Just as citizen developers use AI to build software without formal training, citizen hackers will use AI to discover and exploit vulnerabilities without deep security expertise. When open-weight models reach Mythos-level capability, anyone with a GPU can run autonomous offensive campaigns — with no audit trail, no guardrails, and no way for the originating lab to intervene.

The VulnApocalypse is already underway. Research from Nicholas Carlini at UnPrompted 2025, MOAK.AI, and AISLE demonstrates that current-generation models already provide real offensive uplift. Mythos is a step-change beyond that — and eleven organizations already have access to it. This project tracks how fast unrestricted models are closing in.

CISO Response

The same convergence that makes offensive capability more accessible also makes defensive capability cheaper — open-weight models that reach 90%+ SWE capability let enterprises self-host autonomous remediation without sending proprietary code to third-party APIs. The resources below are where the practitioner community is coordinating the response.

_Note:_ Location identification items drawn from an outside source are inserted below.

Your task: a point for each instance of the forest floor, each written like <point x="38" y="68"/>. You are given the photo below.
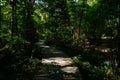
<point x="56" y="65"/>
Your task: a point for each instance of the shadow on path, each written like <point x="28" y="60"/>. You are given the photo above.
<point x="56" y="65"/>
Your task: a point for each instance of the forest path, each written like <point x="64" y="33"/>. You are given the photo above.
<point x="56" y="65"/>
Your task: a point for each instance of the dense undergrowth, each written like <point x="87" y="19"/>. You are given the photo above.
<point x="16" y="61"/>
<point x="93" y="64"/>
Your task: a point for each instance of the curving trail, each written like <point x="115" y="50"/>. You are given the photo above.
<point x="56" y="65"/>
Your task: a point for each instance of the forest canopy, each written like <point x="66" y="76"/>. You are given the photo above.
<point x="87" y="30"/>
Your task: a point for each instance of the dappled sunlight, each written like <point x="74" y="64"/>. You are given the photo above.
<point x="58" y="60"/>
<point x="70" y="69"/>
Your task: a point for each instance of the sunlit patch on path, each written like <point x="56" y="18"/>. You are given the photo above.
<point x="56" y="65"/>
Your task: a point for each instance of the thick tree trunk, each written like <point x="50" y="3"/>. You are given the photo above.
<point x="14" y="29"/>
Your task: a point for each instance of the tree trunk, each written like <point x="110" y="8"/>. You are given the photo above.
<point x="14" y="29"/>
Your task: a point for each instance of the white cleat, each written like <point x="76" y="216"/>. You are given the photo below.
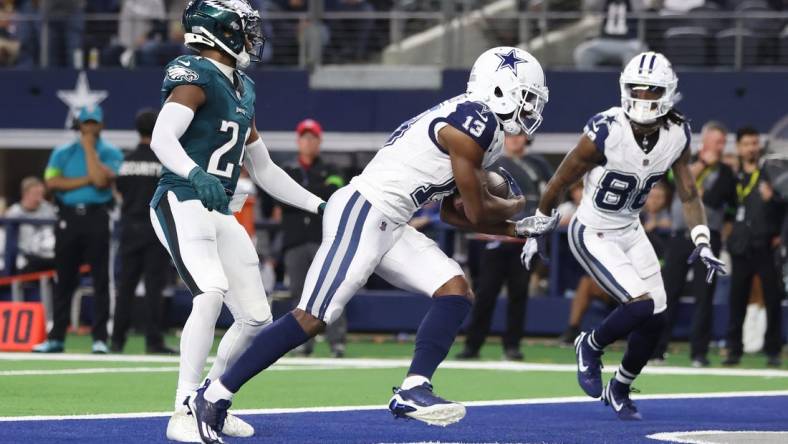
<point x="422" y="404"/>
<point x="182" y="427"/>
<point x="235" y="427"/>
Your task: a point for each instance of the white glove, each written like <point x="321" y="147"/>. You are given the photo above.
<point x="529" y="250"/>
<point x="536" y="225"/>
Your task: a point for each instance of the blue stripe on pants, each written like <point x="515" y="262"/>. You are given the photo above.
<point x="332" y="252"/>
<point x="346" y="261"/>
<point x="598" y="269"/>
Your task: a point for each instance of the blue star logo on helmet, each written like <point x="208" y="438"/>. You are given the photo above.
<point x="509" y="60"/>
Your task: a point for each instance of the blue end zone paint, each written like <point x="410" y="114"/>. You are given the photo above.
<point x="589" y="422"/>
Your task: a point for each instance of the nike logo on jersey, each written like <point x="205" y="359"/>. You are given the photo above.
<point x="580" y="365"/>
<point x="616" y="406"/>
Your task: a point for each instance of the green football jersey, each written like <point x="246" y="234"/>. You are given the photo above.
<point x="217" y="135"/>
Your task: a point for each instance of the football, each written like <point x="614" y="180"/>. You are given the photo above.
<point x="496" y="185"/>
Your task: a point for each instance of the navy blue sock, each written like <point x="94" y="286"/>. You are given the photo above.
<point x="641" y="345"/>
<point x="267" y="347"/>
<point x="437" y="332"/>
<point x="621" y="322"/>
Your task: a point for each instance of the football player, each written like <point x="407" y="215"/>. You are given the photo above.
<point x="204" y="133"/>
<point x="622" y="154"/>
<point x="365" y="230"/>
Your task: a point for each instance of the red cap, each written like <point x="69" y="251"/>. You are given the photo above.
<point x="311" y="126"/>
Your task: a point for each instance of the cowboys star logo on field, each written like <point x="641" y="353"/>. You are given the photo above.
<point x="79" y="97"/>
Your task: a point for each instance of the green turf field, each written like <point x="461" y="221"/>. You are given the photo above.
<point x="38" y="385"/>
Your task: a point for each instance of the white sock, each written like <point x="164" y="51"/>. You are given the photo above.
<point x="413" y="381"/>
<point x="181" y="393"/>
<point x="196" y="342"/>
<point x="217" y="391"/>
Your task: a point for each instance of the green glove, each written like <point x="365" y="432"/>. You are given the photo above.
<point x="210" y="190"/>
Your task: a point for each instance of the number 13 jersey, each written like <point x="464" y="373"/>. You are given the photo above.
<point x="413" y="168"/>
<point x="614" y="193"/>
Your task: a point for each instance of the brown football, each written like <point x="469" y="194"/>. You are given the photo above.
<point x="496" y="184"/>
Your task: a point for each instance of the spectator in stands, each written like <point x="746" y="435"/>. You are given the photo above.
<point x="303" y="231"/>
<point x="141" y="253"/>
<point x="66" y="27"/>
<point x="9" y="45"/>
<point x="350" y="37"/>
<point x="753" y="242"/>
<point x="141" y="23"/>
<point x="717" y="186"/>
<point x="617" y="42"/>
<point x="500" y="260"/>
<point x="81" y="173"/>
<point x="36" y="242"/>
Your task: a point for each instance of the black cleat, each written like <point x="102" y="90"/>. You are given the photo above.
<point x="210" y="416"/>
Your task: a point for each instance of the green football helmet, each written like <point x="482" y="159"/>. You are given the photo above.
<point x="226" y="25"/>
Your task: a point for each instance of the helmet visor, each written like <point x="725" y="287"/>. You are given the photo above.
<point x="529" y="113"/>
<point x="255" y="38"/>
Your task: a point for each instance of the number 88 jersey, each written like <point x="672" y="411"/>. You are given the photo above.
<point x="217" y="134"/>
<point x="614" y="193"/>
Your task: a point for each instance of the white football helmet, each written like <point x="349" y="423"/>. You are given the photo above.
<point x="510" y="82"/>
<point x="649" y="71"/>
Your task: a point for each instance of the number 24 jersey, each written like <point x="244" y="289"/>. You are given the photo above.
<point x="413" y="168"/>
<point x="615" y="193"/>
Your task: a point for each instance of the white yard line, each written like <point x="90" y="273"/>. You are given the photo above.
<point x="101" y="370"/>
<point x="696" y="436"/>
<point x="557" y="400"/>
<point x="358" y="363"/>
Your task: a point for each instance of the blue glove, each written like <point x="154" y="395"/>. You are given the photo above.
<point x="514" y="189"/>
<point x="209" y="189"/>
<point x="713" y="265"/>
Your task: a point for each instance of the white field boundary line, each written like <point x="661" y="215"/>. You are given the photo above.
<point x="105" y="370"/>
<point x="359" y="363"/>
<point x="491" y="403"/>
<point x="686" y="437"/>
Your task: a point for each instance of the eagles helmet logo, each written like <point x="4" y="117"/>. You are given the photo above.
<point x="177" y="72"/>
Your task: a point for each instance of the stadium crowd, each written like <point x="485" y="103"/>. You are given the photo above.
<point x="745" y="214"/>
<point x="92" y="33"/>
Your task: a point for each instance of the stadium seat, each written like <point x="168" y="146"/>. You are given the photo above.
<point x="726" y="47"/>
<point x="783" y="50"/>
<point x="687" y="45"/>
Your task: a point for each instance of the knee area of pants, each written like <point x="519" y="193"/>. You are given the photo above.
<point x="207" y="302"/>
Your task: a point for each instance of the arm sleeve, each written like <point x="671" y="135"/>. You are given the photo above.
<point x="54" y="168"/>
<point x="274" y="181"/>
<point x="172" y="122"/>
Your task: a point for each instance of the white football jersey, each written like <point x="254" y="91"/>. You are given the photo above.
<point x="614" y="193"/>
<point x="412" y="168"/>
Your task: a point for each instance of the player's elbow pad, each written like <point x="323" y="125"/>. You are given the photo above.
<point x="173" y="121"/>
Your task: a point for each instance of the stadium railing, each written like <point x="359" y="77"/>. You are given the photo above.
<point x="447" y="37"/>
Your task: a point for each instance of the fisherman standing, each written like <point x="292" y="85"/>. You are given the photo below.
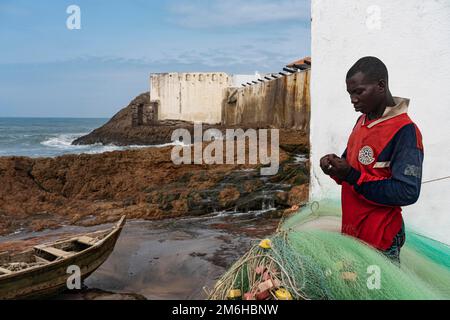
<point x="381" y="168"/>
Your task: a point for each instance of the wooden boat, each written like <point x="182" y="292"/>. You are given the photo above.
<point x="42" y="271"/>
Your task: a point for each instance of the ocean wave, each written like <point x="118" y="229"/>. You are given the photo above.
<point x="63" y="143"/>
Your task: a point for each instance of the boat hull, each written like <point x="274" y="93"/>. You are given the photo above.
<point x="48" y="280"/>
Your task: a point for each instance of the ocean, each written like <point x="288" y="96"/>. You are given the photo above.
<point x="48" y="137"/>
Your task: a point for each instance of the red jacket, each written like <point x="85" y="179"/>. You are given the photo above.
<point x="386" y="156"/>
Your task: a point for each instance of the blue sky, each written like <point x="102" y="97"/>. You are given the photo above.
<point x="47" y="70"/>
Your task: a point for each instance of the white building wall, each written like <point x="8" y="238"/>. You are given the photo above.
<point x="413" y="39"/>
<point x="189" y="96"/>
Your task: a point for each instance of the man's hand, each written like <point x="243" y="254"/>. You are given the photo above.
<point x="325" y="163"/>
<point x="334" y="166"/>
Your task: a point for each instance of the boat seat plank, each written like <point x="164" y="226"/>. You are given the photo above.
<point x="5" y="271"/>
<point x="40" y="259"/>
<point x="87" y="240"/>
<point x="56" y="252"/>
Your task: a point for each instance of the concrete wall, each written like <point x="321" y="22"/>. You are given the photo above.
<point x="189" y="96"/>
<point x="282" y="102"/>
<point x="413" y="39"/>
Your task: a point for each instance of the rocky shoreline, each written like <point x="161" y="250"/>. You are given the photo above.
<point x="42" y="193"/>
<point x="85" y="190"/>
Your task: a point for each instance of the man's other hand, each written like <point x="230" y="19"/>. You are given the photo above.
<point x="334" y="166"/>
<point x="325" y="163"/>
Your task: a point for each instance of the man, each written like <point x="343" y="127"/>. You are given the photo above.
<point x="381" y="169"/>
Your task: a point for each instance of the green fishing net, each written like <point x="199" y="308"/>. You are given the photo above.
<point x="309" y="258"/>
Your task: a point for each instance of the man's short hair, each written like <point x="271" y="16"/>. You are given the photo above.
<point x="373" y="68"/>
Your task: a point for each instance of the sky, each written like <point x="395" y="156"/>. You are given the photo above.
<point x="49" y="70"/>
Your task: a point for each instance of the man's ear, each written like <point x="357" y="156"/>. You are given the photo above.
<point x="382" y="85"/>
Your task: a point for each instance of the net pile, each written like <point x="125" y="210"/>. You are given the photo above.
<point x="308" y="258"/>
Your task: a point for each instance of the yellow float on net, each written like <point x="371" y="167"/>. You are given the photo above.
<point x="234" y="294"/>
<point x="283" y="294"/>
<point x="266" y="244"/>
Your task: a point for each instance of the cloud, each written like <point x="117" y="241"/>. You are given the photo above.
<point x="234" y="13"/>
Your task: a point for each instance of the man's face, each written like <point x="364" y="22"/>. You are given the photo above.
<point x="366" y="95"/>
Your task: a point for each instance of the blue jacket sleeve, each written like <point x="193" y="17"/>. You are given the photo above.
<point x="403" y="188"/>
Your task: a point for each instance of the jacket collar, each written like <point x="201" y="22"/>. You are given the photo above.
<point x="401" y="107"/>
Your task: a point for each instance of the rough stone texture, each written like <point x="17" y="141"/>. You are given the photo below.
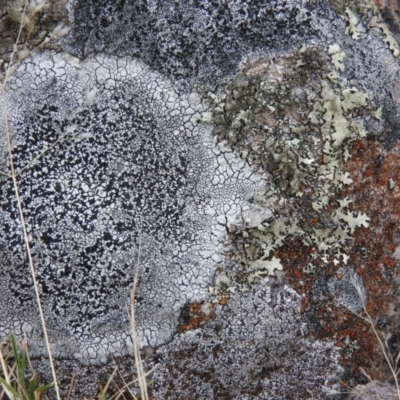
<point x="243" y="156"/>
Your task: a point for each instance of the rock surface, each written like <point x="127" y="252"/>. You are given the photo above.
<point x="240" y="156"/>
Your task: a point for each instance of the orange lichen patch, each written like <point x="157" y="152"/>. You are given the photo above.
<point x="376" y="192"/>
<point x="295" y="257"/>
<point x="194" y="315"/>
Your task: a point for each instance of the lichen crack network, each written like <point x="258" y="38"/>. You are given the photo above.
<point x="117" y="171"/>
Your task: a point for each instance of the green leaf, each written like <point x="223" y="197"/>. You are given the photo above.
<point x="8" y="387"/>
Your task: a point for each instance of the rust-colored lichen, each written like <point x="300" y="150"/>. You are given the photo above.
<point x="375" y="191"/>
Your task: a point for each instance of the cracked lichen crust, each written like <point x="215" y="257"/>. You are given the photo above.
<point x="115" y="170"/>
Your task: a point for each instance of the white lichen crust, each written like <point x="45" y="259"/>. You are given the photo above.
<point x="115" y="171"/>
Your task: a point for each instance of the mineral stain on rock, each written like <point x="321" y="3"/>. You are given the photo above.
<point x="243" y="156"/>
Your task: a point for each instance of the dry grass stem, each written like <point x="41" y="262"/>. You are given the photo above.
<point x="21" y="215"/>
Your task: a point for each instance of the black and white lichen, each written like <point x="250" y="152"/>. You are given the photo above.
<point x="115" y="171"/>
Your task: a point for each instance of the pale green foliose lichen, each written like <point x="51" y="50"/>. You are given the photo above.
<point x="298" y="130"/>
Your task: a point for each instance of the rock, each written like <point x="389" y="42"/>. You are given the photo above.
<point x="240" y="156"/>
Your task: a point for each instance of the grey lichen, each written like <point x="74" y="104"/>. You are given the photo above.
<point x="115" y="173"/>
<point x="298" y="129"/>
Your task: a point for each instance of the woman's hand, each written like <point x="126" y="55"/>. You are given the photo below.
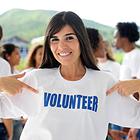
<point x="11" y="84"/>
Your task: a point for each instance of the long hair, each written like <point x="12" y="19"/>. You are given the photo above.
<point x="7" y="49"/>
<point x="74" y="21"/>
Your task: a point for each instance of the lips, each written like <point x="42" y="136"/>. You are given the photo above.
<point x="63" y="54"/>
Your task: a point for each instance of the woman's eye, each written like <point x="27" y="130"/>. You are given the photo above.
<point x="54" y="40"/>
<point x="70" y="38"/>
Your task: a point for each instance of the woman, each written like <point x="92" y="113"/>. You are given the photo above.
<point x="72" y="103"/>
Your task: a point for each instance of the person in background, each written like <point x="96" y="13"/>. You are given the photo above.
<point x="108" y="63"/>
<point x="6" y="125"/>
<point x="126" y="35"/>
<point x="11" y="53"/>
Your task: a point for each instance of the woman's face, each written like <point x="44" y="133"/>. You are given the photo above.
<point x="65" y="46"/>
<point x="14" y="58"/>
<point x="38" y="57"/>
<point x="100" y="52"/>
<point x="118" y="40"/>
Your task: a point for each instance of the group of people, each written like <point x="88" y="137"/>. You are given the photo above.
<point x="69" y="97"/>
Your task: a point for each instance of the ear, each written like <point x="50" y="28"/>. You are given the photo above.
<point x="7" y="57"/>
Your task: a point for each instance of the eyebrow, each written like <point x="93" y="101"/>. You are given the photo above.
<point x="64" y="35"/>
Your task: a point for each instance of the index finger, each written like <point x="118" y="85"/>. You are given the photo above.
<point x="29" y="88"/>
<point x="112" y="89"/>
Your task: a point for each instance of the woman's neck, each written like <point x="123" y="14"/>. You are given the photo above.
<point x="72" y="72"/>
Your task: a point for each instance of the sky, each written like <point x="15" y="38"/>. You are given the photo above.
<point x="107" y="12"/>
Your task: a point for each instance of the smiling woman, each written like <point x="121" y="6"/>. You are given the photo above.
<point x="72" y="102"/>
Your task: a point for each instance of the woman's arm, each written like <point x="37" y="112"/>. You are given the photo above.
<point x="12" y="85"/>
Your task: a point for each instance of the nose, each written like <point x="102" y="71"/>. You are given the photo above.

How We Measure — the benchmarks, projection methods, confidence intervals, and what we deliberately don’t control for.

Forward projections fit logistic growth with linear fallback on the leading-edge (best-so-far) trajectory of non-restricted models. 95% bootstrap CIs from 1,000 resamples. All-model regression reported as cross-check. Probability = fraction of bootstrap draws projecting parity on or before Dec 31, 2026; combined = product of independent pillar probabilities.